Why Spatial Data Formats Matter
Spatial data comes in many shapes — literally. Before you can analyze, visualize, or share geographic data, you need to understand the format it's stored in. The wrong format choice can cause compatibility headaches, bloated file sizes, or lost attribute precision. The three most widely used vector spatial data formats are GeoJSON, Shapefile, and GeoPackage. Here's what you need to know about each.
GeoJSON
GeoJSON is a lightweight, text-based format built on the JSON standard. It encodes geographic features — points, lines, polygons — alongside their attributes in a single, human-readable file. Because it's plain JSON, GeoJSON integrates naturally with web technologies and APIs.
Key Characteristics
- Format: Plain text (UTF-8)
- Coordinate system: Always WGS84 (EPSG:4326) by specification
- Structure: Single file containing geometry and attributes
- Max size: Becomes slow above a few hundred thousand features
When to Use GeoJSON
- Web mapping applications (Leaflet, Mapbox GL JS, Google Maps)
- APIs returning geographic data
- Small to medium datasets requiring easy sharing
- Situations where human readability matters
Limitations
- No support for multiple layers in a single file
- Fixed to WGS84 — no projected coordinate systems
- Verbose text encoding makes large files inefficient
Shapefile
The Shapefile format, developed by Esri in the early 1990s, remains the most widely supported vector format in the GIS world despite its age. A "Shapefile" is actually a collection of at least three mandatory files (.shp, .dbf, .shx) plus optional companion files.
Key Characteristics
- Format: Binary (multiple files)
- Coordinate system: Defined in .prj file (supports any CRS)

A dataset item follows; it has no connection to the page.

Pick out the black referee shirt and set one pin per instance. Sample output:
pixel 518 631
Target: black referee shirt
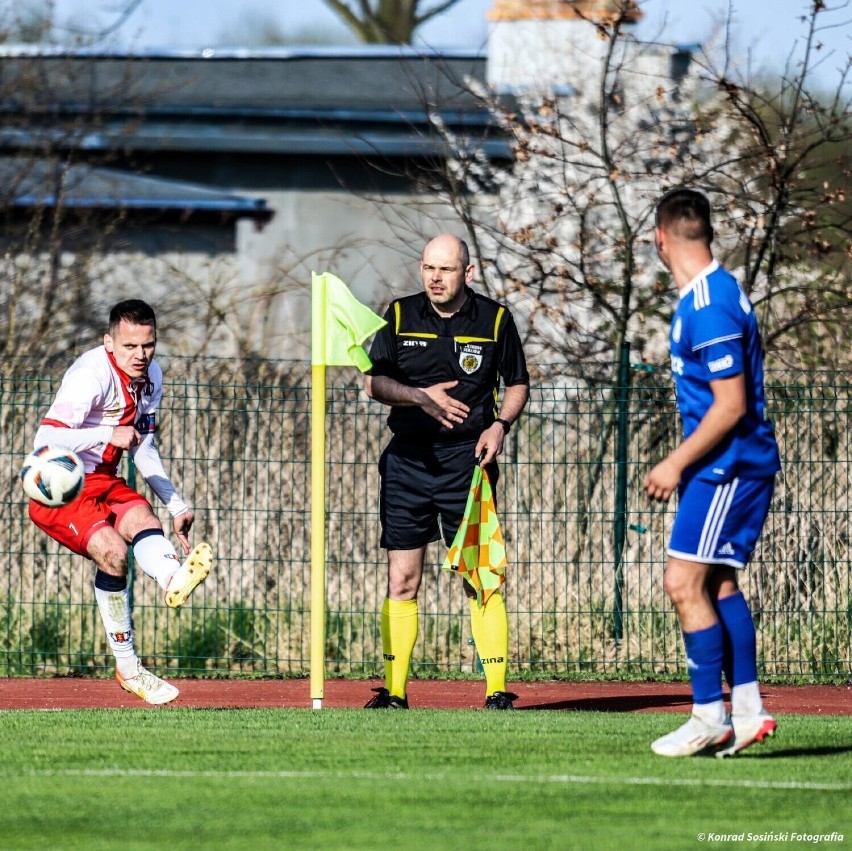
pixel 477 346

- Structure: Geometry (.shp), index (.shx), attributes (.dbf), projection (.prj)
- Attribute names: Limited to 10 characters (a famous limitation)
When to Use Shapefile
- Exchanging data with legacy GIS systems
- Government and institutional data portals (still widely distributed as Shapefiles)
- ArcGIS workflows where Shapefile compatibility is expected
Limitations
- Multi-file format is awkward to manage and share
- 2 GB file size limit per component file
- No support for NULL values, date/time fields, or Unicode in all implementations
- Effectively a 30-year-old format with structural debt
GeoPackage
GeoPackage (GPKG) is a modern, open standard from the Open Geospatial Consortium (OGC). Built on SQLite, it stores multiple vector layers, raster tiles, and metadata in a single .gpkg file. It was designed to overcome many of Shapefile's limitations while remaining file-based (no server required).
Key Characteristics
- Format: SQLite binary database (single file)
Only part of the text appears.